In fact, I don’t know. But I suspect that the candidate’s Focus Groups will say: “Don’t make enemies! Obfuscate to the electorate. Create a loveable straw man for that which you dislike, and a reprehensible straw man for that which you like, and then meander off into a discussion of situational ethics. If you fall into a dubious quagmire by (for example) either lauding the President’s stance on nuclear waste disposal or bragging on the F-35 fighter, deploy copious philosophical blather while the clock runs out.”

In my mind’s eye, I imagine the Focus Groups saying: “Sympathize with those in pain and give voice to their suffering. If you love the common man and show it, there’s a chance that he will love you in return; but don’t necessarily count on it!”

Again I hear them saying: “Reputations can be built by tweaking existing programs. Whereas he who would call upon our nation to confront tomorrow’s big problems while they are still today’s little problems is doomed to fail. Hell! Seventy years into the Atomic Age, and we’re barely out of the starting gate on permanent disposal of nuclear waste. This the public takes supinely!”

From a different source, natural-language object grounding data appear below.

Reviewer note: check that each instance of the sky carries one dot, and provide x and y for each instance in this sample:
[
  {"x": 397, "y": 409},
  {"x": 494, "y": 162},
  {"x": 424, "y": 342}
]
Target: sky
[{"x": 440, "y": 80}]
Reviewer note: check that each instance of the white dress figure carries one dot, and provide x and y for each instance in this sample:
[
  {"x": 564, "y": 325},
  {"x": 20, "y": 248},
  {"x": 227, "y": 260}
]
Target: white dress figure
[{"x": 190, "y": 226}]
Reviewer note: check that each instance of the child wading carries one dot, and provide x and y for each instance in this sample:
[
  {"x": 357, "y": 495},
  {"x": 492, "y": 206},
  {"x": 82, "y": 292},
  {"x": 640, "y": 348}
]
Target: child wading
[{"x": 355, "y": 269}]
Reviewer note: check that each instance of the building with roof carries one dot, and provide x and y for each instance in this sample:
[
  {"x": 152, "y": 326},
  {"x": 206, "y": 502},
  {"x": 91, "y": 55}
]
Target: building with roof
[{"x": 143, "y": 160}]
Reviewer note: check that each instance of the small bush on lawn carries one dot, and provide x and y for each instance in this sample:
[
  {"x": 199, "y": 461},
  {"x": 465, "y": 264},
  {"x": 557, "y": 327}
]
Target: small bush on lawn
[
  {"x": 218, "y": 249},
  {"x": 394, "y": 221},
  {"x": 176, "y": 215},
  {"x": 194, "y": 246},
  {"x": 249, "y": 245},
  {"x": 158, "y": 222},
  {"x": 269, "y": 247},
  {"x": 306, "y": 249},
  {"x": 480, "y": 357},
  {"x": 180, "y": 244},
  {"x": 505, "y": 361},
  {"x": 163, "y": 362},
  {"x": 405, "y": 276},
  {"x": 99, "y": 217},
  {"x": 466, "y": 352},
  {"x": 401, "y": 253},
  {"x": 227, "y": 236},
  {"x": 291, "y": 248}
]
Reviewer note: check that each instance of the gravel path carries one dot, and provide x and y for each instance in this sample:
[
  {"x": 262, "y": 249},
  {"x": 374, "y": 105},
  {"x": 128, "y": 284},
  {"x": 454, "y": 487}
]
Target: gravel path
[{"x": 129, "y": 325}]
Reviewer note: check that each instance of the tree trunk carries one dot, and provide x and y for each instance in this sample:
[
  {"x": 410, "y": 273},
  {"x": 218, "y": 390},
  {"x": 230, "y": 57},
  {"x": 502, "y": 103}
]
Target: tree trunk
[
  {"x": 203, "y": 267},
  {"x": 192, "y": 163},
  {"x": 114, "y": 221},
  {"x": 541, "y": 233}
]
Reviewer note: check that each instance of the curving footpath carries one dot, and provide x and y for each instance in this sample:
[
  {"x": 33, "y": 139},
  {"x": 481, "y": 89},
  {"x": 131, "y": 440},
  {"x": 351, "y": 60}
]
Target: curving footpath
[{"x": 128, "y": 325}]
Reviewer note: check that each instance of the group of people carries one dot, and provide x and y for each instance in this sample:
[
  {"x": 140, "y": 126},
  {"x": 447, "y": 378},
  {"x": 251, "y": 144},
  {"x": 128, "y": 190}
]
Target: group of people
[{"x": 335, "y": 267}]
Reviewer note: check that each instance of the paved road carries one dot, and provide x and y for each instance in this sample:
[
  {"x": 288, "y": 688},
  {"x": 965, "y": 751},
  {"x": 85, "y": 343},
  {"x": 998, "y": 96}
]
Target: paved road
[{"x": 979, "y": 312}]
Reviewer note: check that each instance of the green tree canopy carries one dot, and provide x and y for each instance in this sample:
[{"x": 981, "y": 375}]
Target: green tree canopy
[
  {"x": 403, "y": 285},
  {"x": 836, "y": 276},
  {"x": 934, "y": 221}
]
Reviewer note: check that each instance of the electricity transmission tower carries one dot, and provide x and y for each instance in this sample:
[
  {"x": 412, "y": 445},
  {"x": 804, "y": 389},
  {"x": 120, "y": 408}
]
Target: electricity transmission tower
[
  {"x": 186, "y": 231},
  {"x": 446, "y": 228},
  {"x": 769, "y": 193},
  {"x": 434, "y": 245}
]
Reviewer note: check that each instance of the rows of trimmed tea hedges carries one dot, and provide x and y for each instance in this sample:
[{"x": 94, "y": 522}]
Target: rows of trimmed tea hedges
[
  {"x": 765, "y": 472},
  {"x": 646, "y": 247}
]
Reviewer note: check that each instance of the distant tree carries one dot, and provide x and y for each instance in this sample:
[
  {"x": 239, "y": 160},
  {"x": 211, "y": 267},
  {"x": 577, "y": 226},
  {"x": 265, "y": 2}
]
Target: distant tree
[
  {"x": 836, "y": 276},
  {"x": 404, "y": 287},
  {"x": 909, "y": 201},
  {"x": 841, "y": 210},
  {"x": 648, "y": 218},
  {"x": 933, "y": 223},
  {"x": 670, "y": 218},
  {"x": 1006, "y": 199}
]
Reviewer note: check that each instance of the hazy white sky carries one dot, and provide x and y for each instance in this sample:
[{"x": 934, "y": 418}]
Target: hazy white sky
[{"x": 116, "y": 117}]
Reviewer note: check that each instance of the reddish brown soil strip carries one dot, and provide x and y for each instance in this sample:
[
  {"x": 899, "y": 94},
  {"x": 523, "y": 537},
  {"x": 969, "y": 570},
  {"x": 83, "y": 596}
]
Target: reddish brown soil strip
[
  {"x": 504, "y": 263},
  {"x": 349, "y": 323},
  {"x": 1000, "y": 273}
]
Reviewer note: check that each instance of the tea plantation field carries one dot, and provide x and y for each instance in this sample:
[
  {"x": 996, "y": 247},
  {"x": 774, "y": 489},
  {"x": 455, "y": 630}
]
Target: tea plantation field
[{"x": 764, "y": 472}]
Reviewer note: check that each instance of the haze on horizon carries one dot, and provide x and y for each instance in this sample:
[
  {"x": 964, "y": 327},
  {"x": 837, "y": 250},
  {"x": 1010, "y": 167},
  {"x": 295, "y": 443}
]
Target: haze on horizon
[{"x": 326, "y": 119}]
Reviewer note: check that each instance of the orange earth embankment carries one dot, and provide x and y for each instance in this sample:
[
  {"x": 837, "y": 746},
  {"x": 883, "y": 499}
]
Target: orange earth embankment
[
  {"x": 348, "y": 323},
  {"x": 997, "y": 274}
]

But the above are only imagined responses of imaginary Focus Groups. Real Credentialed Reporters somehow manage to get real responses from Politicians’ People and sometimes even from the Politicians themselves. With THAT sort of power, telling Tweedledum from Tweedledee becomes a rather less daunting task! Consider, for example, Bigwig X, a leader wannabe in country Y. Imagine the Real Credentialed Reporter saying: “It delights me, Bigwig X, that our country is moving swiftly forward installing renewable electricity generation. So swiftly, in fact, that – if we keep upping the installation rate – our nation’s entire electric energy needs could be met by renewables in 2050. Is such a switch essential to our national security?” X will almost surely make a happy response to the installation rate; but different Tweedles will have rather different views on national security. And the public has a duty to demand a clear answer from X. RCR then continues saying: “Obviously, this renewable generation is episodic and using it efficiently will require massive electricity storage during times of plenty. What extant and well-validated technologies will your Administration recommend for this storage?” If no clear and reasoned answer is forthcoming, then Bigwig X doesn’t deserve your vote. Different Tweedles may have different answers, but the fiscal implications are so staggering that they’d damned better have thought the matter through. RCR then endeavors to administer the coup de grâce: “How many gigawattdays of electricity storage do your advisors believe will be necessary to undergird our nation's electricity grid in 2050?” Again, legitimately, different Tweedles may have different answers: but any Tweedle who blows the question off, should be sent packing.

In 2008 and 2012 determined efforts were made by the non-profit organization Science Debate to get the wannabes to debate one another on matters of technical significance to the United States. Those efforts failed. In 2016 the wannabes deserve rather more persistent questioning.


William F. Pickard, older ‘n’ dirt, is a retiree (from Washington University in Saint Louis) who specializes in energy matters. He’s pretty much clueless as to how to how the crises confronting America might be surmounted. But at least he has had the good grace not to stand for public office.